Some are hiring analysts to find out whether they are getting value for money out of the schemes.
And some, including some members of the Fly Buys programme, are deciding whether they want to make another three-year commitment.
Fly Buys - New Zealand's biggest programme with 85 brands - is understood to be negotiating terms for several members.
Fly Buys owner Loyalty New Zealand declined to say how many are up for renegotiation and said that some had already signed. He said it was a normal part of the renewal process.
But marketers said Fly Buys brands considering renewal were being told to "re-sign or resign".
Sally Carey is a partner in marketing research company Datamine, which examines how loyalty programmes are working and whether they are properly targeted.
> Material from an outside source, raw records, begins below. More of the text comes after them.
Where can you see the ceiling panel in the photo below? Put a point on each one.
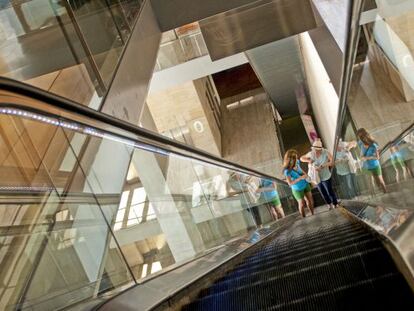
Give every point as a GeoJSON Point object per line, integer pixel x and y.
{"type": "Point", "coordinates": [256, 24]}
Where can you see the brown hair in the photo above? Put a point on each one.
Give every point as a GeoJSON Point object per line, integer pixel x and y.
{"type": "Point", "coordinates": [365, 137]}
{"type": "Point", "coordinates": [290, 159]}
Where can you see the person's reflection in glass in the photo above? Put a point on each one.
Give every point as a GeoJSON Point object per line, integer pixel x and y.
{"type": "Point", "coordinates": [406, 147]}
{"type": "Point", "coordinates": [242, 185]}
{"type": "Point", "coordinates": [346, 169]}
{"type": "Point", "coordinates": [370, 157]}
{"type": "Point", "coordinates": [270, 196]}
{"type": "Point", "coordinates": [398, 163]}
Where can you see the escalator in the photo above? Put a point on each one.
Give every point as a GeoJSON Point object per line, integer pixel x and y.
{"type": "Point", "coordinates": [325, 262]}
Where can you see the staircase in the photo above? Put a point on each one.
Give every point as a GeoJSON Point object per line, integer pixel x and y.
{"type": "Point", "coordinates": [324, 262]}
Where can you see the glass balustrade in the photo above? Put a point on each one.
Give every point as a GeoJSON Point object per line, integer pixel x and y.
{"type": "Point", "coordinates": [88, 209]}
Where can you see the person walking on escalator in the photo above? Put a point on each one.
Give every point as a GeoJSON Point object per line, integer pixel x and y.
{"type": "Point", "coordinates": [320, 160]}
{"type": "Point", "coordinates": [346, 169]}
{"type": "Point", "coordinates": [242, 185]}
{"type": "Point", "coordinates": [297, 181]}
{"type": "Point", "coordinates": [370, 157]}
{"type": "Point", "coordinates": [270, 197]}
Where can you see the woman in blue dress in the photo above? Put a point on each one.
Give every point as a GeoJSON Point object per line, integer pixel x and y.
{"type": "Point", "coordinates": [370, 157]}
{"type": "Point", "coordinates": [297, 181]}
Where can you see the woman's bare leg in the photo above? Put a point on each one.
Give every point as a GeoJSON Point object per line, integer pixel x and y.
{"type": "Point", "coordinates": [301, 205]}
{"type": "Point", "coordinates": [279, 211]}
{"type": "Point", "coordinates": [309, 201]}
{"type": "Point", "coordinates": [380, 182]}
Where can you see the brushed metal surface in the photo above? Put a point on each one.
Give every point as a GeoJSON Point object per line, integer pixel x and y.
{"type": "Point", "coordinates": [175, 13]}
{"type": "Point", "coordinates": [330, 54]}
{"type": "Point", "coordinates": [256, 24]}
{"type": "Point", "coordinates": [278, 67]}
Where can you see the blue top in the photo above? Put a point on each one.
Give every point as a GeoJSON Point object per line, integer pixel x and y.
{"type": "Point", "coordinates": [295, 174]}
{"type": "Point", "coordinates": [370, 151]}
{"type": "Point", "coordinates": [271, 194]}
{"type": "Point", "coordinates": [324, 173]}
{"type": "Point", "coordinates": [396, 155]}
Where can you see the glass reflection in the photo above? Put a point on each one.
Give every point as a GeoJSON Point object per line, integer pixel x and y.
{"type": "Point", "coordinates": [84, 38]}
{"type": "Point", "coordinates": [86, 212]}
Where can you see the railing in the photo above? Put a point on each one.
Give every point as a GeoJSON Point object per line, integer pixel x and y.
{"type": "Point", "coordinates": [181, 50]}
{"type": "Point", "coordinates": [115, 203]}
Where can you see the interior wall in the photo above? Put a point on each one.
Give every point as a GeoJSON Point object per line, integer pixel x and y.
{"type": "Point", "coordinates": [324, 99]}
{"type": "Point", "coordinates": [181, 109]}
{"type": "Point", "coordinates": [249, 134]}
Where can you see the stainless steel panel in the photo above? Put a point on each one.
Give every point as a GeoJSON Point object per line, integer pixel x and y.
{"type": "Point", "coordinates": [256, 24]}
{"type": "Point", "coordinates": [175, 13]}
{"type": "Point", "coordinates": [278, 67]}
{"type": "Point", "coordinates": [330, 54]}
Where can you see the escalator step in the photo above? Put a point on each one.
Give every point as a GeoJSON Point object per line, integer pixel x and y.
{"type": "Point", "coordinates": [337, 267]}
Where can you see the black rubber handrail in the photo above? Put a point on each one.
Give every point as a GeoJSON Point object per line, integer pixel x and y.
{"type": "Point", "coordinates": [73, 107]}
She said the company was working with two Fly Buys brands examining whether they would continue.
Carey said that beyond Fly Buys, the economic climate had led to people examining how loyalty programmes - rewarding people for staying with brands or companies for shopping with them - were performing.
Sometimes the schemes do not always stack up the way they did when they started.
"We've found that some people who are not profitable are being rewarded under some schemes.
"They have low-value customers costing too much money or sometimes loyalty programmes just run and people do not leverage them to get an advantage."
Jonathan Dodd of marketing research firm Synovate said he had completed a review on loyalty schemes.
He said that some programmes - such as the petrol discount vouchers issued by supermarket rivals Foodstuffs and Progressive Enterprises - matched those from the competition.
In that sense they were not a loyalty programme but a short-term bribe to customers, he said.
He said that loyalty programmes could become resented as overheads but companies faced the risk of losing business if they dropped them.
Loyalty New Zealand head of marketing Chris Lamers said that brands considering leaving had looked at the cost if it meant they could be replaced by a competitor.
Jon Ramage of Y&R Advertising said that loyalty programmes tracked spending and this offered valuable information for marketers.
"Direct marketing can be expensive, but using data from loyalty programmes allows you to identify clients a lot faster and a lot cheaper."